I was struck very deeply this morning about the reality of who I would be likened to in that story. I know all too well in my heart that I too would have fled in a moment, because I see so clearly in my life today how I still flee in those moments. My actions often show that I am still ashamed of the gospel, ashamed of the shame my Lord bore, that I also am unwilling to give all to follow in His footsteps, no matter the cost. I still love my reputation and my freewill more than my Saviour, who I claim I love one moment, but desert the next. That’s why this morning when my pastor said of the Jews that they crucified him because “they did not realize he was the Son of God”, it hit me like a ton of bricks. I too often do not realize that Jesus Christ is the Son of the Most High God. I forget the high cost of what he gave for me, and am so quick to take it lightly because of its familiarity.

In communion this morning God impressed upon my mind a visual image of how to this day I forget Jesus is the Son of God and slap him often in the face as though his sacrifice was little to me. Every time the Spirit whispers, or the Word presses upon me to obey God, and I instead choose my own way, my own desires, my own will, I have effectually slapped my Lord’s face and said, “My way, not yours!” When it doesn't cost me more than I think it should, I stick with Jesus with all the fire and gumption of Peter when he claimed he’d die for Jesus if it came to it; but in the moment of testing, I cower and hide. I am no better than the disciples who ran, Peter who denied, or the Jews who spat on Him.

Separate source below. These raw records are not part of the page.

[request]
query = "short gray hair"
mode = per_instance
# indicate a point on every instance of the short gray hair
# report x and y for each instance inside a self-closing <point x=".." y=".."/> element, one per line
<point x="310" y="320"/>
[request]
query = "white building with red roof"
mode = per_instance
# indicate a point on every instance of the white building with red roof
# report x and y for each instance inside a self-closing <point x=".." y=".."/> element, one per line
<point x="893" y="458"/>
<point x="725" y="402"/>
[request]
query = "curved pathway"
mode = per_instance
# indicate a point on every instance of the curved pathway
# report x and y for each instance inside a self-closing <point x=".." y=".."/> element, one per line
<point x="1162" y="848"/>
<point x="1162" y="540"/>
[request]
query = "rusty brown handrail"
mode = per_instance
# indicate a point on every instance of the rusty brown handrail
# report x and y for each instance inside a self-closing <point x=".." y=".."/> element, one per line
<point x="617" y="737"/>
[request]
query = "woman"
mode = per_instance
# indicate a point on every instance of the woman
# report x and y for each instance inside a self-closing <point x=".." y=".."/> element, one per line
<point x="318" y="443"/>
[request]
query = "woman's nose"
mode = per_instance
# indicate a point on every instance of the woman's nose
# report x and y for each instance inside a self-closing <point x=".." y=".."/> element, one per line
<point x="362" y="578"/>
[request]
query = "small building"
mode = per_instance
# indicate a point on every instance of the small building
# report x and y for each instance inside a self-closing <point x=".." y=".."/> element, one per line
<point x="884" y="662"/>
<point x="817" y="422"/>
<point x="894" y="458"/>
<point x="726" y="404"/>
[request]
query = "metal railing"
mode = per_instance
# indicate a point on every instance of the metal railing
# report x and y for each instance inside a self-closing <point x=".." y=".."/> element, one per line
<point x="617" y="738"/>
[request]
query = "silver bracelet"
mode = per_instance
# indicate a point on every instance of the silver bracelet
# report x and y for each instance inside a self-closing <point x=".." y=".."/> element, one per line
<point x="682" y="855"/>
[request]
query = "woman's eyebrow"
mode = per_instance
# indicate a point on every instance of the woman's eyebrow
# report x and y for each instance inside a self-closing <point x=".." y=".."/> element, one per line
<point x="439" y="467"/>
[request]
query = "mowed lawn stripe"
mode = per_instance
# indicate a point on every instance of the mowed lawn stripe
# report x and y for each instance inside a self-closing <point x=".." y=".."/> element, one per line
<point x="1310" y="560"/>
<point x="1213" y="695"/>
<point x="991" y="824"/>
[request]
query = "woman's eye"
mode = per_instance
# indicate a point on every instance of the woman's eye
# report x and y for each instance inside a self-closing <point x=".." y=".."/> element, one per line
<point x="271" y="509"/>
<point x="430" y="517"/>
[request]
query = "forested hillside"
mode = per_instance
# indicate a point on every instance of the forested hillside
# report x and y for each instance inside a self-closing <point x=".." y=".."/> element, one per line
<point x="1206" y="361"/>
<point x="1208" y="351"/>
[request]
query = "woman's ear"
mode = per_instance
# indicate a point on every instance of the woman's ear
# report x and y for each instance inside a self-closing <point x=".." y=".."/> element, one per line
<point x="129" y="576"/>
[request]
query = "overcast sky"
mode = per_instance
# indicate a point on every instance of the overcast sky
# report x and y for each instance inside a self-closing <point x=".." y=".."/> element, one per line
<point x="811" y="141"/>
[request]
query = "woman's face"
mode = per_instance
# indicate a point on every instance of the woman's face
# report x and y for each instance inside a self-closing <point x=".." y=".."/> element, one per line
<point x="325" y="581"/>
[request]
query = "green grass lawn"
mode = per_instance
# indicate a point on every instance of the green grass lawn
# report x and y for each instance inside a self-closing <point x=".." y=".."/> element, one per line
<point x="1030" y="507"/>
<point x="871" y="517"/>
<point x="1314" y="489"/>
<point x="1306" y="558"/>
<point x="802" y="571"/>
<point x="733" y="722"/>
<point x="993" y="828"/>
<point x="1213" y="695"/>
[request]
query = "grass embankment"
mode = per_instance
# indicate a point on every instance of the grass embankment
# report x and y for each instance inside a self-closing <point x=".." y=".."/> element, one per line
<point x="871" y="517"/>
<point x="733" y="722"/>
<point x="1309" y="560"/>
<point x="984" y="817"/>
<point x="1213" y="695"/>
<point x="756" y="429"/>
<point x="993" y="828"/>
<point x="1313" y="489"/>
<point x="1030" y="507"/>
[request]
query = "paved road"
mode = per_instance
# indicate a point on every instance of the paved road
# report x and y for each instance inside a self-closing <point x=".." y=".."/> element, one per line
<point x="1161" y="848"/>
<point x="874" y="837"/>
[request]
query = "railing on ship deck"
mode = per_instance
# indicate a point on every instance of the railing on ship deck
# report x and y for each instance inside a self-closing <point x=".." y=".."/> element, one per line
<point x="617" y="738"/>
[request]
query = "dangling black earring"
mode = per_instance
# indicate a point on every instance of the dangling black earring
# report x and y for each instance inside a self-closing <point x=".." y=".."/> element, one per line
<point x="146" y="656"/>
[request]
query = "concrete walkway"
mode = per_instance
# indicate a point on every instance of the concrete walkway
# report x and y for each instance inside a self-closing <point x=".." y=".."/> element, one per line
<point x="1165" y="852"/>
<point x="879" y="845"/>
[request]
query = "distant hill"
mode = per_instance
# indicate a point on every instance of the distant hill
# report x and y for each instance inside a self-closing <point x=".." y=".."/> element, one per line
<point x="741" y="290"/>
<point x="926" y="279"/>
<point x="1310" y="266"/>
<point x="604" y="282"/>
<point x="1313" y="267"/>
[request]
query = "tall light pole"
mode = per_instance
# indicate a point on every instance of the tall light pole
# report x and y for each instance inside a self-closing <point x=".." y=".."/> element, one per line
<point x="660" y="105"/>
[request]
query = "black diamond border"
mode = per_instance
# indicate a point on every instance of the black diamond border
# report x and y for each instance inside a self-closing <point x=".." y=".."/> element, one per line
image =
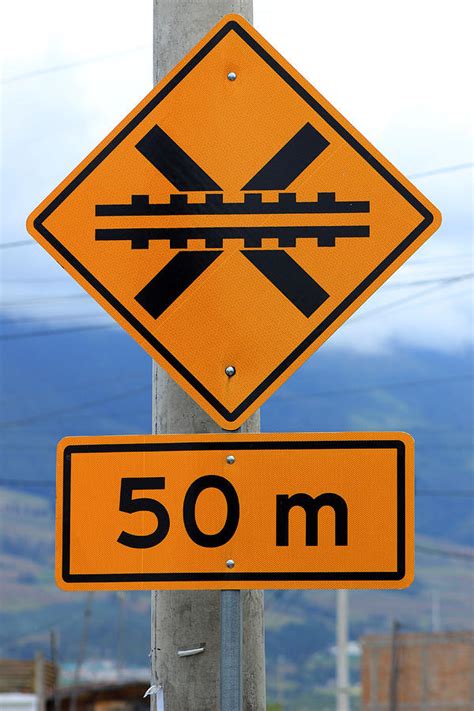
<point x="231" y="416"/>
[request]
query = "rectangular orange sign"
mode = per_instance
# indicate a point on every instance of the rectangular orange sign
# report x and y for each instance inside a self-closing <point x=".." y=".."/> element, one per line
<point x="235" y="511"/>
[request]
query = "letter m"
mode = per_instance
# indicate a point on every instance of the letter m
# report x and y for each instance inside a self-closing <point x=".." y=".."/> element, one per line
<point x="311" y="507"/>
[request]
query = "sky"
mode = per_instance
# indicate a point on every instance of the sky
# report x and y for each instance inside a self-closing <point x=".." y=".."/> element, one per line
<point x="398" y="71"/>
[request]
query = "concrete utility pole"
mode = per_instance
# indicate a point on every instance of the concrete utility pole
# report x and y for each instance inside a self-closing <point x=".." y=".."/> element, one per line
<point x="342" y="660"/>
<point x="185" y="620"/>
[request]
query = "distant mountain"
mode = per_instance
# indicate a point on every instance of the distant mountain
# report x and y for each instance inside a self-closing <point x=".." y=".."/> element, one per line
<point x="98" y="382"/>
<point x="94" y="382"/>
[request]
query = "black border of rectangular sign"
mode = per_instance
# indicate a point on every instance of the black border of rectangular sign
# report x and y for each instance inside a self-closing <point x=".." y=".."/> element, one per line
<point x="334" y="123"/>
<point x="69" y="577"/>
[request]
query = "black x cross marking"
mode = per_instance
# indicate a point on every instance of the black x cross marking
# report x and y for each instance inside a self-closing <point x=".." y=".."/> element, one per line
<point x="275" y="264"/>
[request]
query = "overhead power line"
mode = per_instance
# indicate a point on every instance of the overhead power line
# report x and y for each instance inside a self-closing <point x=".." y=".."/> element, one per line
<point x="439" y="492"/>
<point x="17" y="243"/>
<point x="54" y="332"/>
<point x="439" y="171"/>
<point x="73" y="65"/>
<point x="67" y="410"/>
<point x="448" y="552"/>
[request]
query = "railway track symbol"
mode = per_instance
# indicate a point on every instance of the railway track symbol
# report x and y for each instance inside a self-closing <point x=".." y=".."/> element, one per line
<point x="277" y="265"/>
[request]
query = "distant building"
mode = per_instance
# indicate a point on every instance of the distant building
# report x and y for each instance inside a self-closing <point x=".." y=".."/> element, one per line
<point x="418" y="671"/>
<point x="25" y="684"/>
<point x="101" y="697"/>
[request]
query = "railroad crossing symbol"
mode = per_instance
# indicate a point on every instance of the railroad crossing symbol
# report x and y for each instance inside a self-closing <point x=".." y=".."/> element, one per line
<point x="234" y="218"/>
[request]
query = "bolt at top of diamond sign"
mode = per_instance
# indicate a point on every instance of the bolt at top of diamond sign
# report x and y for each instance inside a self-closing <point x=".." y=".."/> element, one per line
<point x="233" y="221"/>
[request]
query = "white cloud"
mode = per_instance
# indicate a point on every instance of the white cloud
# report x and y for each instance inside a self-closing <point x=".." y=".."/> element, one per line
<point x="399" y="72"/>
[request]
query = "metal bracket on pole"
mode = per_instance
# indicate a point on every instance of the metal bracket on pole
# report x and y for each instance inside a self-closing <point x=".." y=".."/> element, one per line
<point x="231" y="650"/>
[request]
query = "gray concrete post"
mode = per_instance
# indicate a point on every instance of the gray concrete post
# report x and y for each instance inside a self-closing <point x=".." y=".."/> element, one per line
<point x="191" y="619"/>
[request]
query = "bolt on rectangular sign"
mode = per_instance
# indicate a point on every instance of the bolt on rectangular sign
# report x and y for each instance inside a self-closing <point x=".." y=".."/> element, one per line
<point x="233" y="221"/>
<point x="235" y="511"/>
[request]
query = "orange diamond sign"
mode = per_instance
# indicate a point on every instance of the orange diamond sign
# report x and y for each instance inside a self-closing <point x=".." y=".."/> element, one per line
<point x="233" y="221"/>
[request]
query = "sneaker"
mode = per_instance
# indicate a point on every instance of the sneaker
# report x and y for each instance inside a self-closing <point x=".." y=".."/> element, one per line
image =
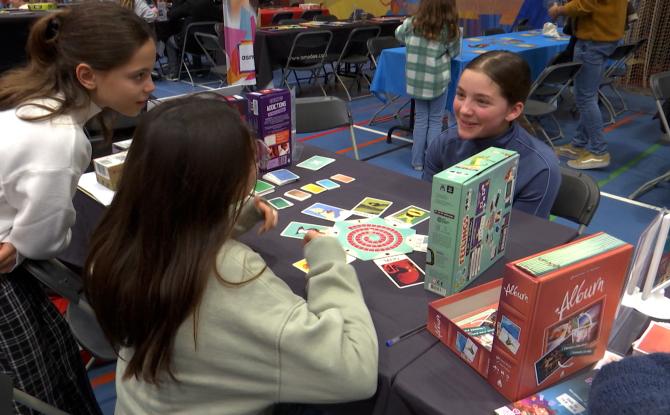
<point x="569" y="151"/>
<point x="590" y="161"/>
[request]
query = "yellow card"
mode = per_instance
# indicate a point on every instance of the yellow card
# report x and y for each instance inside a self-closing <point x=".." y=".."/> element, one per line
<point x="313" y="188"/>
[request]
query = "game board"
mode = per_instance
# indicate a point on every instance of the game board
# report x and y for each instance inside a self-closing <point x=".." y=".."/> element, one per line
<point x="368" y="239"/>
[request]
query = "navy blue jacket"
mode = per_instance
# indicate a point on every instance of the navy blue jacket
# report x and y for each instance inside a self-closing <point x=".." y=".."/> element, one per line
<point x="539" y="175"/>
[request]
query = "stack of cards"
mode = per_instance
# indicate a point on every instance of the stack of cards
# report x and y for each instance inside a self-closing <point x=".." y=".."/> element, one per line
<point x="281" y="177"/>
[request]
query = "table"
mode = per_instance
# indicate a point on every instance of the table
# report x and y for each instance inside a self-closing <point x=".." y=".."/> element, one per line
<point x="272" y="47"/>
<point x="393" y="310"/>
<point x="14" y="29"/>
<point x="266" y="14"/>
<point x="389" y="76"/>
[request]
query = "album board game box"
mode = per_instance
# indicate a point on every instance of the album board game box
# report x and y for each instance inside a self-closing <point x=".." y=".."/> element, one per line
<point x="269" y="115"/>
<point x="471" y="203"/>
<point x="549" y="316"/>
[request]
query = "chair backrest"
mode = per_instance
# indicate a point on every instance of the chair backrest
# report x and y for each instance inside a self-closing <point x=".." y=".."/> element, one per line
<point x="494" y="31"/>
<point x="578" y="198"/>
<point x="309" y="49"/>
<point x="321" y="113"/>
<point x="325" y="18"/>
<point x="560" y="74"/>
<point x="291" y="21"/>
<point x="356" y="45"/>
<point x="281" y="16"/>
<point x="311" y="14"/>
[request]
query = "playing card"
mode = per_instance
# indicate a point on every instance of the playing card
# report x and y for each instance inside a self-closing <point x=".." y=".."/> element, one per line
<point x="299" y="229"/>
<point x="297" y="194"/>
<point x="370" y="207"/>
<point x="312" y="188"/>
<point x="327" y="212"/>
<point x="279" y="203"/>
<point x="401" y="270"/>
<point x="315" y="162"/>
<point x="342" y="178"/>
<point x="409" y="216"/>
<point x="327" y="184"/>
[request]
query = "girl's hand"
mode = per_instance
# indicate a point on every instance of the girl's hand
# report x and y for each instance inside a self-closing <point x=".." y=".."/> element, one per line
<point x="269" y="213"/>
<point x="7" y="257"/>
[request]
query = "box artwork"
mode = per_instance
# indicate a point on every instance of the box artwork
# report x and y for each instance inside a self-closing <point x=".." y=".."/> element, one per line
<point x="471" y="204"/>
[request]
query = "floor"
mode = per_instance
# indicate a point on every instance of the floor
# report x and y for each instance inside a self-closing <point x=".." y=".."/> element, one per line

Paul says in Romans 1:16a – “I am not ashamed of the gospel, because it is the power of God for the salvation of everyone who believes.” Oh that I might not forget that Jesus Christ is the Son of God who bore the weighty punishment for my sin that I might have a relationship with God - one that is as intimate and lovely as any relationship imaginable. May I not forgot that his shame, his cross, purchased my very life because He loves me! How can I, knowing this, refuse to face the possible shame I might incur in this world if I stand for Him? Because the truth is, that cross did not just cause the Son of God’s death – He also ROSE, conquering sin and the grave once and for all, that now anyone who trusts in Jesus as His Saviour has eternal life. Jesus is the Living One, the Son of God, my Saviour, my Friend. He is with me this moment as real as this computer is to me. This is not just some belief system, some religion or a lifestyle I hold to. The gospel message is truth, it is reality - not mere story, fable or conjecture. Jesus Christ the Son of God is alive and He is my Saviour. My life – words, actions, attitudes, all! – ought to scream of this! I will never be ashamed of the gospel when I strive to remember every moment with the deepest recollection that the good news of what Jesus Christ accomplished on the cross truly is “the power of God for the salvation of everyone who believes!”